Lighting. When you get more into lights you'll be overrun with all kinds of gear and it's hard to tell which is reputable and which isn't and most of all, why? So let's start with classic gear (i.e.-Tungsten type lighting) and then we'll get to the modern (i.e.-LED's).
Yes, you can just use a shop light (you may already be doing this). Years ago it used to matter a whole lot more what lights you got because you were going to shoot on film and there wasn't any auto color correction and all that. The stock of the film would determine what color temperature you'd have to work with and having the wrong lights could jack that all up. You don't live or work in that world today (others do but it's not important to you) so you don't have to worry about that. But generally you'll want lights that are balanced to tungsten or daylight; some do both.
So let's get real, those aren't good enough reasons for me to bother to try to buy a Mole Richardson light vs. something off the shelf at Home Depot or whatever. Okay, so let's talk about what your lights should not be involved in..... creating sound. Many of the cheap lights out there have built in fans and those stupid fans can be heard in the background of your audio recordings. This is simply not acceptable. So check on the noise that a light makes before picking it up.

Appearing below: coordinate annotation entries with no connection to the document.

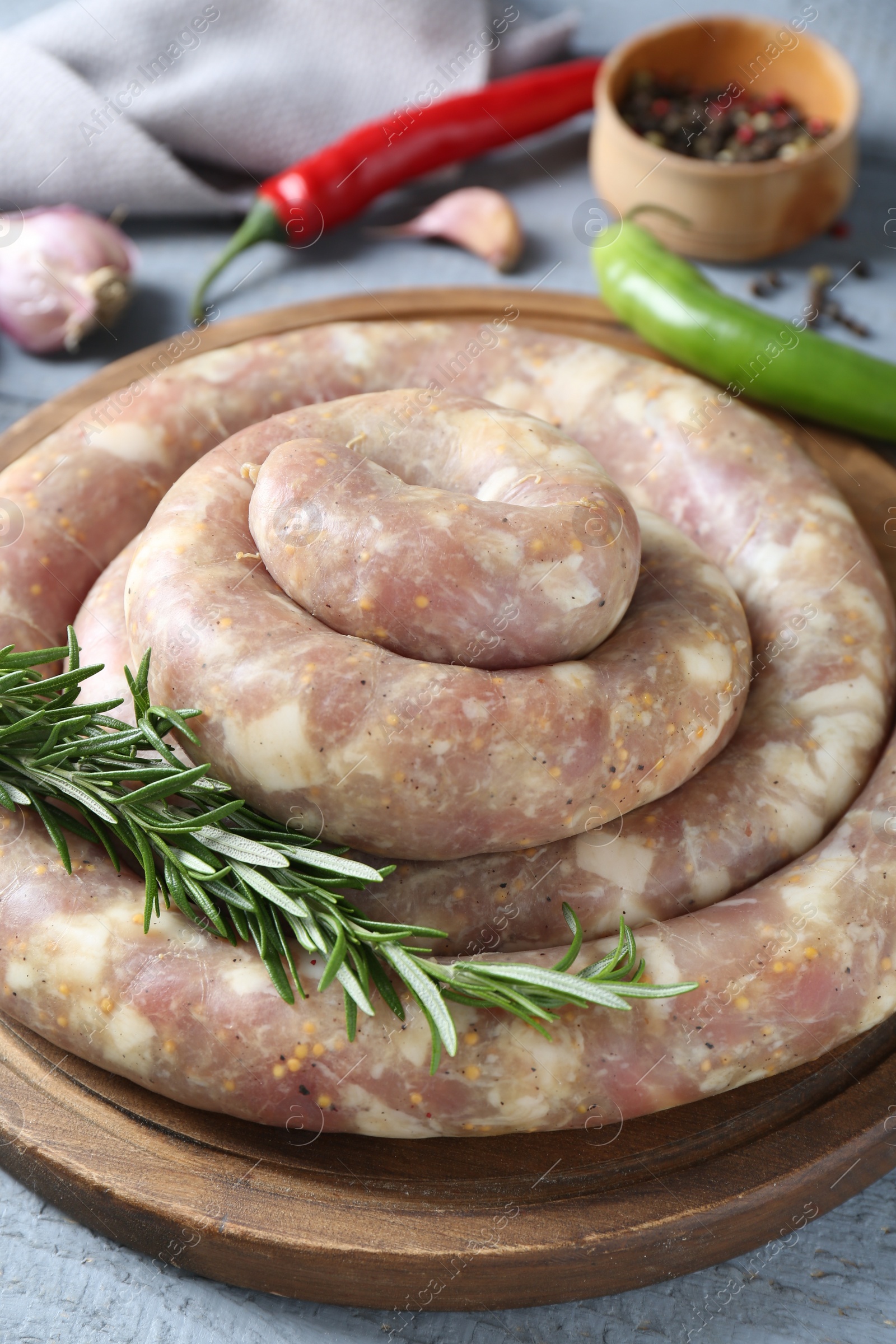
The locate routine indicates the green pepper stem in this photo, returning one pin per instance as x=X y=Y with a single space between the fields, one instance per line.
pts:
x=261 y=223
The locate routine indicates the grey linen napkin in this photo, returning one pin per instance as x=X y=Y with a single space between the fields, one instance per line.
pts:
x=116 y=102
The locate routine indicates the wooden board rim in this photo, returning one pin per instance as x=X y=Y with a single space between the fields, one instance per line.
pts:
x=157 y=1177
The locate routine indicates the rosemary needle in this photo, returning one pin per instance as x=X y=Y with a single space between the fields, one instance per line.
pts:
x=244 y=875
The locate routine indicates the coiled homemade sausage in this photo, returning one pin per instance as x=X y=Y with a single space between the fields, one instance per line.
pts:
x=435 y=760
x=789 y=968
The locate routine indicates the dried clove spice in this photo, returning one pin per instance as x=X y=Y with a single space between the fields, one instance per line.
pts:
x=766 y=286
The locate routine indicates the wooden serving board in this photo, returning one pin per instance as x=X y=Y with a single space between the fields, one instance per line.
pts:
x=452 y=1224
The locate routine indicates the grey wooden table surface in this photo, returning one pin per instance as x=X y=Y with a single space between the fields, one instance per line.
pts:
x=836 y=1281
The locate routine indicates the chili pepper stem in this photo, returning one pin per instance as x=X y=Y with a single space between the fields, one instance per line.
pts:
x=260 y=225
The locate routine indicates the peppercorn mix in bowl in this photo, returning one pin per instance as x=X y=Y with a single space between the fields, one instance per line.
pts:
x=739 y=131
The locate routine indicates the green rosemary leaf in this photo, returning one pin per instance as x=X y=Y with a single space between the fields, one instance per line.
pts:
x=351 y=1015
x=265 y=888
x=10 y=795
x=53 y=830
x=655 y=991
x=334 y=962
x=385 y=987
x=58 y=784
x=418 y=980
x=575 y=929
x=242 y=848
x=334 y=864
x=164 y=788
x=38 y=657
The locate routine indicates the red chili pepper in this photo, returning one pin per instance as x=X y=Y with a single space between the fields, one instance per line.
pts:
x=339 y=180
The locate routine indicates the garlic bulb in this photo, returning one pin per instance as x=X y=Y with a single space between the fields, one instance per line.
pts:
x=62 y=273
x=476 y=218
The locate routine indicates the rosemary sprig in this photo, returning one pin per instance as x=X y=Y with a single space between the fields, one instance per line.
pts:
x=245 y=875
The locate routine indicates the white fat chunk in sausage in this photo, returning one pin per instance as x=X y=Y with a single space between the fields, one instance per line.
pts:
x=276 y=749
x=625 y=862
x=133 y=442
x=710 y=664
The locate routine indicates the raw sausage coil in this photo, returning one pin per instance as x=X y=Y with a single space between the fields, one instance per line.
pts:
x=433 y=760
x=787 y=967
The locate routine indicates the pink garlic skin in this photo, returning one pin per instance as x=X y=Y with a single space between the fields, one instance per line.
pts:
x=61 y=274
x=476 y=218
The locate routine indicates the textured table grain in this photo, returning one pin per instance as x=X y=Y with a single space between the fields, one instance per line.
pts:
x=834 y=1280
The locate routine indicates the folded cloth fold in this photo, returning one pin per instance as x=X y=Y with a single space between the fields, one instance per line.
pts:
x=116 y=105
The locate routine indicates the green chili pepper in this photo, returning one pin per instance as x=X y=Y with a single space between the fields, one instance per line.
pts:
x=678 y=310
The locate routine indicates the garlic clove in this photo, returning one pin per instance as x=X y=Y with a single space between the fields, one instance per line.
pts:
x=62 y=273
x=476 y=218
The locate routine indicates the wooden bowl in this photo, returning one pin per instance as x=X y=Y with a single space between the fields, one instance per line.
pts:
x=738 y=212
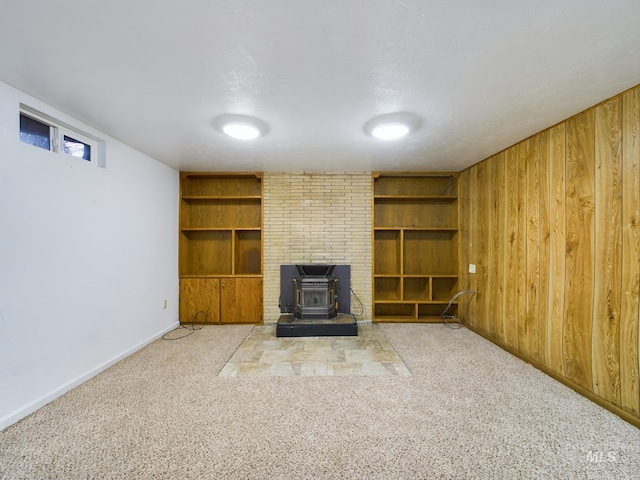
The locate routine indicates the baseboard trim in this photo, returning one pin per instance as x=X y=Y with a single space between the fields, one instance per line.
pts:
x=58 y=392
x=626 y=416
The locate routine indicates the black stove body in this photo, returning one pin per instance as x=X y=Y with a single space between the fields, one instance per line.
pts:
x=315 y=292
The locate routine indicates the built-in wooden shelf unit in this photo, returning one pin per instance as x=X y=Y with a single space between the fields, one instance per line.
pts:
x=415 y=252
x=220 y=247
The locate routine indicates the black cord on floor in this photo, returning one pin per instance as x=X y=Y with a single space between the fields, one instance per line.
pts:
x=190 y=327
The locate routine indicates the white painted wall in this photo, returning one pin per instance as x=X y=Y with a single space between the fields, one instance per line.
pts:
x=87 y=257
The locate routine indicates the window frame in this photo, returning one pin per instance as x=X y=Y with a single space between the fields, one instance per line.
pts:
x=58 y=130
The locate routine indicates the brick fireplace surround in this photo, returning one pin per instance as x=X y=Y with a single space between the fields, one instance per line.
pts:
x=318 y=218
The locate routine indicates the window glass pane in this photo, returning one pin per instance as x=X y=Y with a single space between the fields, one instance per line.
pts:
x=77 y=148
x=34 y=132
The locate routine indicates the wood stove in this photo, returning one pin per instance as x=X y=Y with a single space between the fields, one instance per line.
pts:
x=315 y=292
x=314 y=301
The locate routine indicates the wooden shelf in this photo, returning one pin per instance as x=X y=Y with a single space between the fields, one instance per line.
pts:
x=415 y=247
x=220 y=247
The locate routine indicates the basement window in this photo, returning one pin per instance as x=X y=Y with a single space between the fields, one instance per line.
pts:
x=44 y=131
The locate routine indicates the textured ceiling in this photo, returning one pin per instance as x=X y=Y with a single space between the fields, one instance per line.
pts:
x=481 y=74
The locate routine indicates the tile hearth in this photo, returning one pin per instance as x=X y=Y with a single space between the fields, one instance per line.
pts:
x=264 y=354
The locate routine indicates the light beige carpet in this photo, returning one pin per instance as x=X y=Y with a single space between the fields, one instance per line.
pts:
x=468 y=410
x=262 y=353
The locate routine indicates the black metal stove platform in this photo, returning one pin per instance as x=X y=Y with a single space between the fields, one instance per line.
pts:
x=343 y=325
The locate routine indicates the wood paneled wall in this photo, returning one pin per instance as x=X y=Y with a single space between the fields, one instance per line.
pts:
x=553 y=227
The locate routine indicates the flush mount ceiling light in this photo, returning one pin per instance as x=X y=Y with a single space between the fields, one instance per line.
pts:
x=392 y=126
x=241 y=127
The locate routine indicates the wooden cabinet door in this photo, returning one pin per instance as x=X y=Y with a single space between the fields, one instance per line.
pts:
x=199 y=300
x=241 y=300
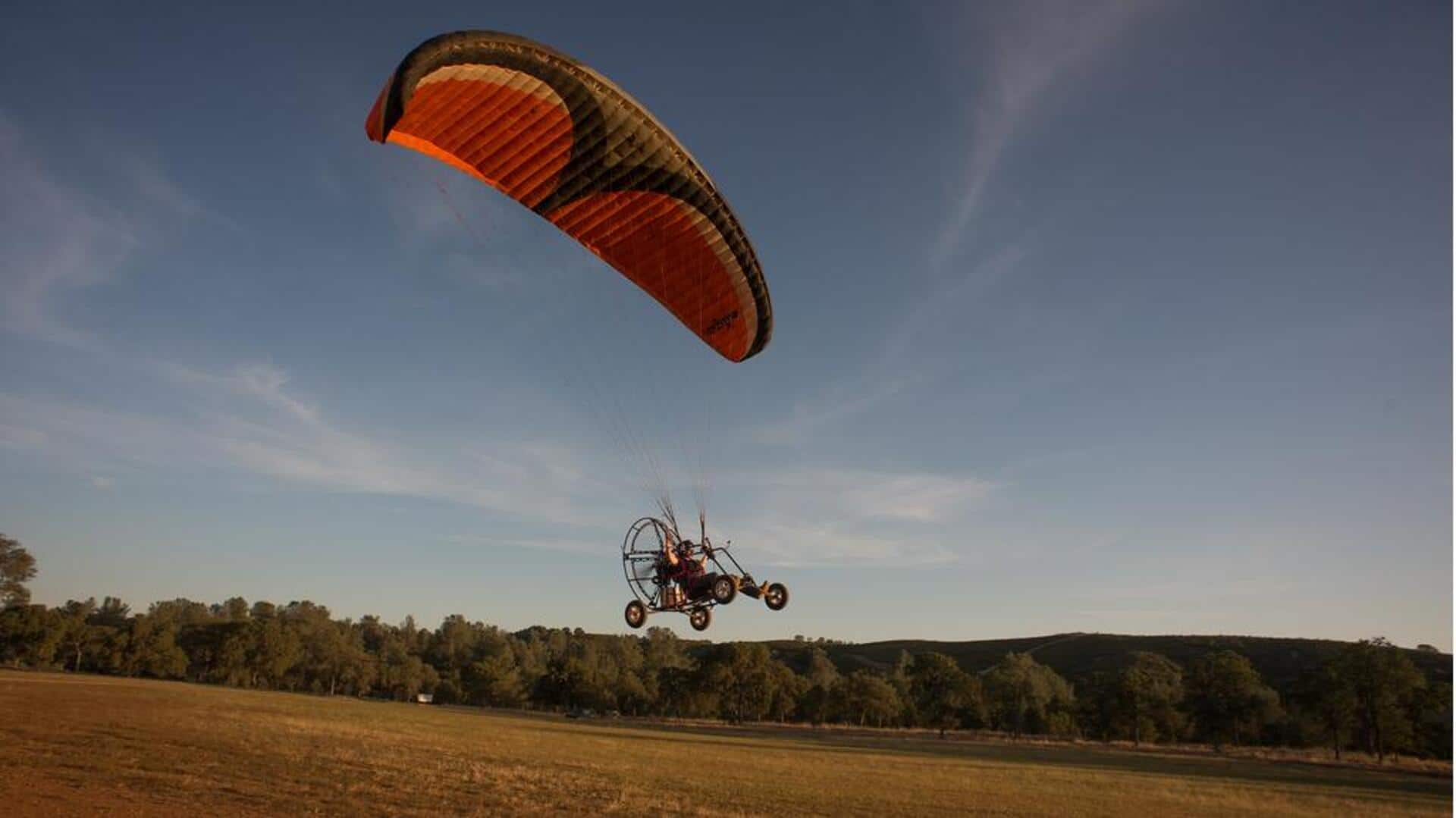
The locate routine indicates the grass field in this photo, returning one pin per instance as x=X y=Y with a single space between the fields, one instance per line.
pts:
x=79 y=745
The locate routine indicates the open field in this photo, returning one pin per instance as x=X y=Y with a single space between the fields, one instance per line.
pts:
x=79 y=744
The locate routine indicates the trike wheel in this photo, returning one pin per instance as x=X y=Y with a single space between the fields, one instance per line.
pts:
x=724 y=590
x=777 y=597
x=701 y=619
x=635 y=613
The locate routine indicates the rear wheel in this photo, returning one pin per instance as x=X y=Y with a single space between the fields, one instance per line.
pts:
x=724 y=590
x=635 y=613
x=701 y=619
x=777 y=597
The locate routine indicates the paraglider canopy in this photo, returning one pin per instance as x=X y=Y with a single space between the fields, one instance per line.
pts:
x=570 y=145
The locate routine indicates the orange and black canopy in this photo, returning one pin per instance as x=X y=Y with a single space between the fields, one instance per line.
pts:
x=570 y=145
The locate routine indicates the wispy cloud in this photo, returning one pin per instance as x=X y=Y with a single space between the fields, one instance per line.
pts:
x=58 y=240
x=1031 y=50
x=249 y=421
x=55 y=240
x=817 y=516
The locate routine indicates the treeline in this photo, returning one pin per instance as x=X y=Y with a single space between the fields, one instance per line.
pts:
x=1369 y=696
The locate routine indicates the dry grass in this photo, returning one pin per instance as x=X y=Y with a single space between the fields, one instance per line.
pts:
x=105 y=745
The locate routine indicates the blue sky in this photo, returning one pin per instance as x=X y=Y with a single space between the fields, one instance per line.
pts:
x=1092 y=316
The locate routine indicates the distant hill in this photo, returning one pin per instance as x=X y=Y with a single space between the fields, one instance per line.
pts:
x=1078 y=655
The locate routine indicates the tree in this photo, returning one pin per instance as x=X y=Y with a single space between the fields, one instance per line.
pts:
x=1149 y=691
x=820 y=680
x=30 y=635
x=1025 y=696
x=17 y=568
x=76 y=632
x=870 y=699
x=1382 y=682
x=940 y=691
x=743 y=675
x=1228 y=697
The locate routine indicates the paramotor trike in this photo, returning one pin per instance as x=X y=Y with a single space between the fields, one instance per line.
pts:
x=648 y=572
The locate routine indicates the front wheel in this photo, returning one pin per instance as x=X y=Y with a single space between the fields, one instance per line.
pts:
x=701 y=619
x=777 y=597
x=635 y=613
x=724 y=590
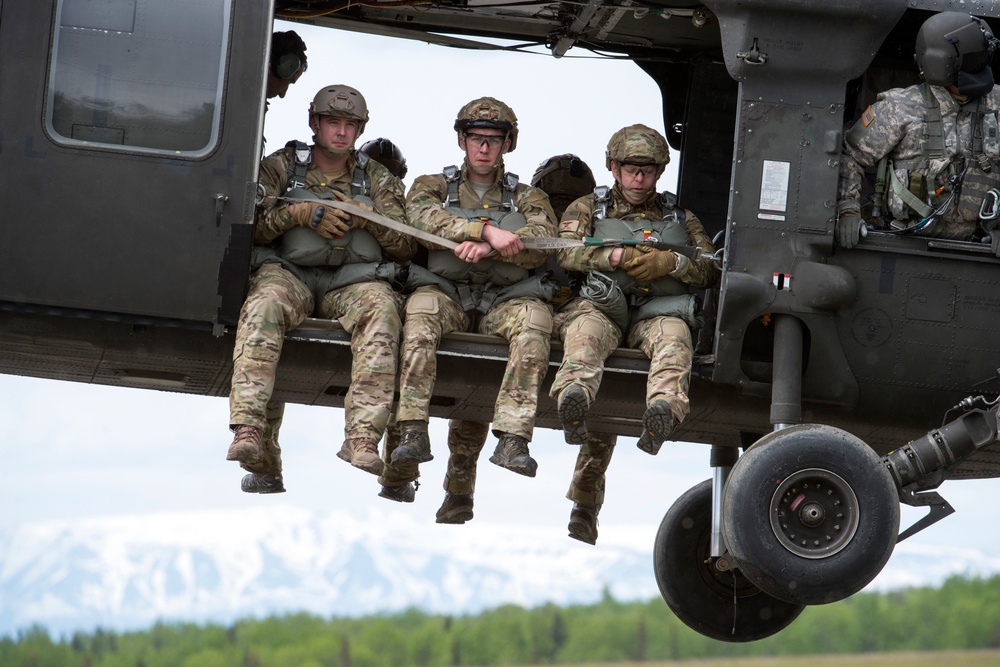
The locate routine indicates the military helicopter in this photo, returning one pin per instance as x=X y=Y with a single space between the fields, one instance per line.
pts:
x=831 y=384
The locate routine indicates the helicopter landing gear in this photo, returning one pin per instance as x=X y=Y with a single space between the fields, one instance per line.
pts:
x=810 y=514
x=705 y=593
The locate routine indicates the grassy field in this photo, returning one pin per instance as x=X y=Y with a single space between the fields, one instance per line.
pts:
x=914 y=659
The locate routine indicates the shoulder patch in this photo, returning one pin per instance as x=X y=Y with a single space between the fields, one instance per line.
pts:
x=868 y=117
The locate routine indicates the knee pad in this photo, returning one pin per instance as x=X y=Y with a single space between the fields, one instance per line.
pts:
x=422 y=303
x=538 y=317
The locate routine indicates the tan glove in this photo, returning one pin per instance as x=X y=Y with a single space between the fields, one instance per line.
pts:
x=358 y=221
x=647 y=264
x=327 y=221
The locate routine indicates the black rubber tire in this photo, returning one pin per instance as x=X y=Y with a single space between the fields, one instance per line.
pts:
x=810 y=514
x=720 y=605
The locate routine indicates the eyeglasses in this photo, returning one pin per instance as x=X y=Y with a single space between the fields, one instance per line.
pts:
x=633 y=170
x=477 y=140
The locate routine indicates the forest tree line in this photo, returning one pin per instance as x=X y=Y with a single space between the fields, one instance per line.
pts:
x=963 y=613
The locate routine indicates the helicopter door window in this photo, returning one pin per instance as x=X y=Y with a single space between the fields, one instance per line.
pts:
x=138 y=75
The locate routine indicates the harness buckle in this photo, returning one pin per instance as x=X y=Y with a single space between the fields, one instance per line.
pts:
x=990 y=208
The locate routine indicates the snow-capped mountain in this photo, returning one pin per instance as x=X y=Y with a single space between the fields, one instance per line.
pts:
x=129 y=572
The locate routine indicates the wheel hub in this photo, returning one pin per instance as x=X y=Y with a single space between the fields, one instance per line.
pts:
x=814 y=513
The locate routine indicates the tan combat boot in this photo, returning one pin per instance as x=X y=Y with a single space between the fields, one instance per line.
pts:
x=414 y=444
x=404 y=493
x=583 y=523
x=263 y=483
x=572 y=408
x=512 y=453
x=657 y=424
x=456 y=508
x=362 y=453
x=247 y=447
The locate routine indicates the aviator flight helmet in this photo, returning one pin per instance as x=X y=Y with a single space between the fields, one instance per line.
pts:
x=565 y=176
x=387 y=154
x=288 y=54
x=956 y=49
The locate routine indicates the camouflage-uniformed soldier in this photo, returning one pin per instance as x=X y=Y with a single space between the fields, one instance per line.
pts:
x=310 y=253
x=399 y=482
x=563 y=178
x=638 y=290
x=486 y=211
x=385 y=153
x=935 y=144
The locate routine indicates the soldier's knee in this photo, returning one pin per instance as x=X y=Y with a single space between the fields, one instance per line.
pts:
x=423 y=303
x=538 y=317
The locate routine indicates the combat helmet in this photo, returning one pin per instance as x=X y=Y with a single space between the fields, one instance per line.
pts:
x=488 y=112
x=387 y=154
x=341 y=101
x=638 y=144
x=954 y=48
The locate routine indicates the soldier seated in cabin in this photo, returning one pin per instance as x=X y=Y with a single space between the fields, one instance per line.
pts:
x=311 y=252
x=563 y=178
x=486 y=283
x=936 y=144
x=636 y=291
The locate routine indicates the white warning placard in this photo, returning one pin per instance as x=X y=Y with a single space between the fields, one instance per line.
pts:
x=774 y=185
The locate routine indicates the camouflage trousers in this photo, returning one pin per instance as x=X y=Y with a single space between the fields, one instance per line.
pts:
x=370 y=312
x=588 y=338
x=525 y=323
x=587 y=487
x=276 y=303
x=465 y=440
x=667 y=343
x=270 y=461
x=430 y=314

A caveat to this is that I've used some pretty inexpensive on camera LED lights and they worked great. Just look through the comments and reviews of a given light like that. If it's working for other people it'll probably work great for you. The flickering is going to be more prominent with lights that are dimmable and that allow you to change colors because dimming requires the light to pulse tons of times (imperceptible to the human eye). By varying the timing of the pulsing a dimming effect is produced. This is the WRONG way to dim an LED. The flicker free approach requires actually varying the analogue voltage to the LED's. The challenge with that (for vendors) is that does not dim linearly. So the flicker free lights end up having a bit of tech involved to get it right. Dimming and color mixing is kind of the same challenge. So all that to say, look for flicker free.